Are you a motor-mouth when your speak? Do you speak with a slow deliberate pace? There are several things that influence your speaking rate. These include nervousness, tiredness, word choice, and the weightiness of your topic, and even where you come from.
We all start with our natural speaking speed. This is the general conversation rate that we are used to. This may be influenced by regional dialects, or personal speech impediments (such as slurs and stutters). Most English speakers average around 160 words per minute.
However, when it comes to public speaking stress tends to make people rush their presentation. When you are nervous it increases not only your heart rate, but your word rate as well. If you feel yourself starting to rabbit on, it is time to take a pause, a breath, and to chill before continuing.

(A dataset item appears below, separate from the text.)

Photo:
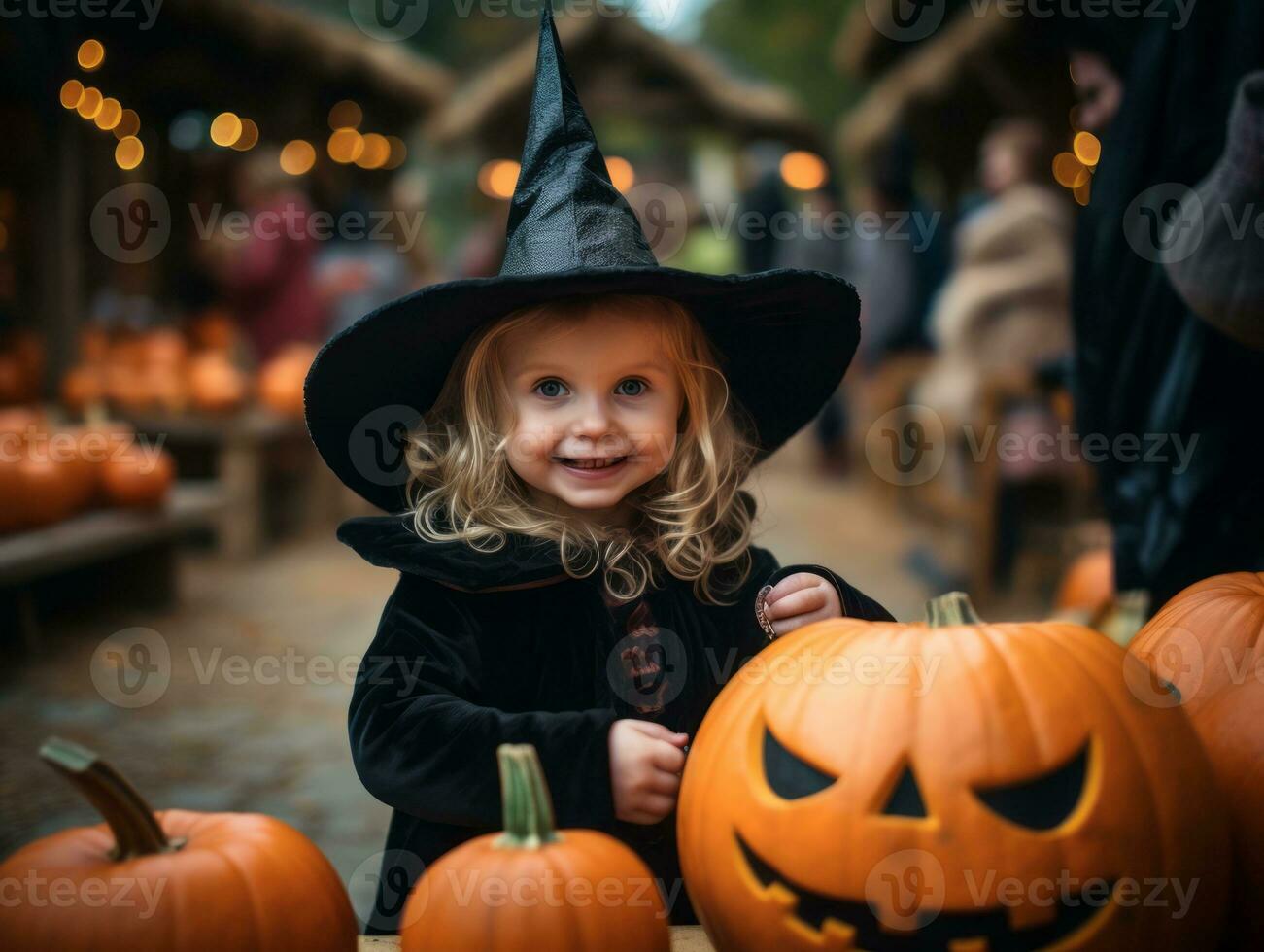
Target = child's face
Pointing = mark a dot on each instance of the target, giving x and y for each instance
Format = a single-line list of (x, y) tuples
[(601, 389)]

Fatigue on the other hand will tend to make you speak slower. It also tends to induce more mistakes in either pronunciation, or the losing of place. These can slow you down even more.

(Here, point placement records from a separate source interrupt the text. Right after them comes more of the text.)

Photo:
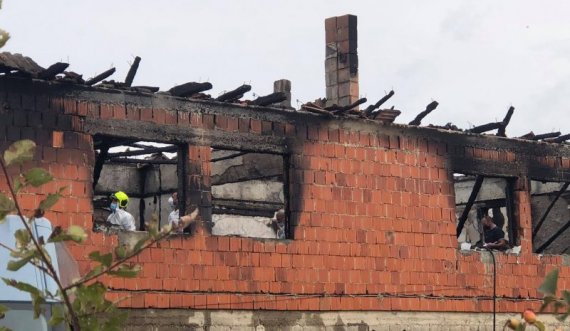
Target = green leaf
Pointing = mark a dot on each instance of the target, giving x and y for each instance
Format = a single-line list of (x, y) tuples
[(125, 271), (539, 325), (23, 238), (3, 310), (562, 317), (57, 315), (547, 300), (22, 150), (549, 285), (121, 252), (105, 259), (6, 206), (17, 183), (37, 177), (566, 296), (76, 233), (94, 271), (138, 246), (37, 296), (49, 201), (4, 37), (16, 265)]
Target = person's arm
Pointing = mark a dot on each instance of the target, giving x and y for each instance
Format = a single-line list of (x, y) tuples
[(499, 244)]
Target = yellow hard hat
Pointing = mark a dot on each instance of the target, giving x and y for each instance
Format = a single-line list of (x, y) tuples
[(122, 197)]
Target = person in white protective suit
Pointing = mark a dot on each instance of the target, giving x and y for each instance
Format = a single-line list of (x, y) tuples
[(119, 216)]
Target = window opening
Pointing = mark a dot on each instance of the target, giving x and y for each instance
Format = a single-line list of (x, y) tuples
[(550, 210), (485, 212), (145, 171), (249, 194)]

Big words and big ideas also will slow down your rate. Longer or more complex words tend to be approached haltingly, especially if they are not part of your day to day vocabulary. The use of unfamiliar, or multisyllabic words really should be limited in order to maintain a natural flow. The same is true of complex constructions using multiple sub-clauses. While such phrases give a more precision to your speech they do tend to slow down your speaking rate. Don’t get me wrong, informative, and technical presentations sometimes need these, but remember they will affect your timings.
Remember too that there are external factors which may impact your timing. These include applause, laughter, and even coughing. These environmental factors may cause pauses, so need to be factored into you calculations.
So are you an Al Gore (133 wpm in a TED talk) or a “Motormouth” John Moschitta (586 wpm for The Guinness Book of World Records)?